Ketiga aspek tersebut menjadi hal penting sehingga masuk dalam salah satu misi pendidikan nasional yaitu meningkatkan keprofesionalan dan akuntabilitas lembaga pendidikan sebagai pusat pembudayaan ilmu pengetahuan, keterampilan, pengalaman, sikap, dan nilai berdasarkan standar nasional dan global. Sebagai strategi mencapai misi tersebut, pemerintah menggunakan istilah ‘pembaharuan’. Istilah ini merespon keharusan penyelenggaraan pendidikan untuk lebih terbuka dengan melibatkan berbagai pihak. Kondisi ini diharapkan - merujuk Pasal 4 ayat (6) UU Sisdiknas -, dapat menciptakan suasana kemitraan dan kerja sama yang saling melengkapi dan memperkuat antar komponen di masyarakat.
Secara sistem, pendidikan di Indonesia yang terbuka dapat dimaknai bahwa penyelenggaraannya dilakukan secara fleksibel, baik dalam pilihan maupun waktu penyelesaian program lintas satuan dan jalur pendidikan. Sistem ini mengenal multy entry-multi exit system, yang berarti setiap orang dapat belajar sambil bekerja, bisa memilih program pada jenis dan jalur pendidikan yang berbeda seperti pendidikan formal, nonformal atau informal.
Oleh karena itu, misi pendidikan nasional yang dijabarkan dalam strategi dan kurikulum sebagai bagian dari sistem pendidikan, sejalan dengan tuntutan pembangunan nasional. Mengutip pendapatnya HAR Tilaar, secara implisit pembangunan tidak hanya tentang tujuan dan target pembangunan itu sendiri tetapi secara substansi pembangunan dilakukan untuk memperbaiki taraf hidup manusia. Strategi dan sistem yang terbuka dalam dunia pendidikan seperti disebutkan di atas, secara langsung memfasilitasi semua pihak yang terlibat untuk berpartispasi menghadapi berbagai macam tuntutan seperti dunia kerja. Sebagai wahana manusia untuk memperbaiki taraf hidup, dunia kerja erat kaitannya dengan dunia pendidikan. Berbagai upaya yang dilakukan pemerintah untuk mengembangkan sistem pendidikan yang sejalan dengan dunia kerja, tidak lantas menjadikan keduanya seirama. Faktanya, masih terjadi kesenjangan antar keduanya. Lalu bagaimana menyelaraskan keduanya ?

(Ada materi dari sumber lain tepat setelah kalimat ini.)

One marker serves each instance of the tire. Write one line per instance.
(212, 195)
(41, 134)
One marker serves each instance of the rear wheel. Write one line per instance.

Kondisi Dunia Pendidikan dan Ketenagakerjaan
Relevansi antara dunia pendidikan dan dunia kerja harus ditingkatkan karena tuntutan zaman yang semakin berkembang. Sebagaimana penulis ungkap dalam tulisan awal, kondisi dunia kerja menuntut kebutuhan akan skill yang terbaik, kreativitas dan inovasi, serta efisiensi dan produktivitas tenaga kerja. Kebutuhan tersebut bukan berarti tujuan pendidikan kita harus merujuk pada permintaan pasar. Tetapi sesuai dengan misi pendidikan nasional bahwa profesionalitas dari lembaga pendidikan yang menghasilkan lulusan-lulusan harus mengacu pada standar nasional dan global. Keselarasan tersebut timbul tatkala adanya sinergitas yang terjaga antar keduanya.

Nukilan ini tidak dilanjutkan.